『漢書』王莽伝を読んでみよう:中その33

その32の続き。


五年二月、文母皇太后崩、葬渭陵、與元帝合而溝絶之。立廟於長安、新室世世獻祭。元帝配食、坐於牀下。莽為太后服喪三年。
大司馬孔永乞骸骨、賜安車駟馬、以特進就朝位。同風侯逯並為大司馬。
是時、長安民聞莽欲都雒陽、不肯繕治室宅、或頗徹之。
莽曰「玄龍石文曰『定帝徳、國雒陽』。符命著明、敢不欽奉!以始建國八年、歳纏星紀、在雒陽之都。其謹繕脩常安之都、勿令壞敗。敢有犯者、輒以名聞、請其罪。」
(『漢書』巻九十九中、王莽伝中)

  • 始建国五年(紀元13年)

始建国五年二月、文母皇太后(元后)が崩御し、渭陵に葬ったが、元帝と合葬したが溝で区別した。廟を長安に建て、新王朝は代々お供え物を献上し祭祀を行うこととした。元帝にも供え物をするが、台の下に置くこととした。
王莽は元后のために三年の喪に服することとした。



大司馬孔永が辞職を願い出たため、座れる馬車と四頭の馬を下賜し、特進の位として朝廷に参加させた。同風侯逯並を大司馬に任命した。
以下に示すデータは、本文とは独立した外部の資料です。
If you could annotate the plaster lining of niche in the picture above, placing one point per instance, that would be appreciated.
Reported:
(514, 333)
この時、長安では王莽が洛陽を首都にしようと考えていると聞き、家を修理しようとしなくなったり、ある者は家を解体してしまったりした。



王莽は言った。「玄竜石の文章に「皇帝の徳を定め、洛陽に都を置く」と書かれている。天からの命令がこのように明らかであるので、これを奉じないわけにはいられない。始建国八年は太歳が星紀に入っており、これは洛陽の都を示しているのだ。常安(長安)の都は謹んで修繕を行い、壊れたままにすることのないようにせよ。これに違反する者はその名を報告し、罪に問うように」


文母太后死す。すなわち、王莽の元々の権力の源泉とも言うべき元帝の王皇后、元后である。
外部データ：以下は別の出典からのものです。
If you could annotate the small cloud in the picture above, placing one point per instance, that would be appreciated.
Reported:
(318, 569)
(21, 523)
自莽簒位後、知太后怨恨、求所以媚太后無不為、然愈不説。莽更漢家鄢貂、著黄貂、又改漢正朔伏臘日。太后令其官屬鄢貂、至漢家正臘日、獨與其左右相對飲酒食。
(『漢書』巻九十八、元后伝)


王莽が皇帝になる頃になると、元后は王莽が漢王朝を滅ぼした事を怒っており、新王朝の制度に敢えて逆らって漢王朝の服装や暦に従うようになり、王莽のご機嫌取りにも喜ばなくなっていたという。


もっとも、完全に手遅れになってからの話であるが。



なお渭陵とは元后の夫、元帝の皇帝陵である。





あと、この時期の王莽が洛陽への遷都を考えていたと言う話はなかなか興味深い。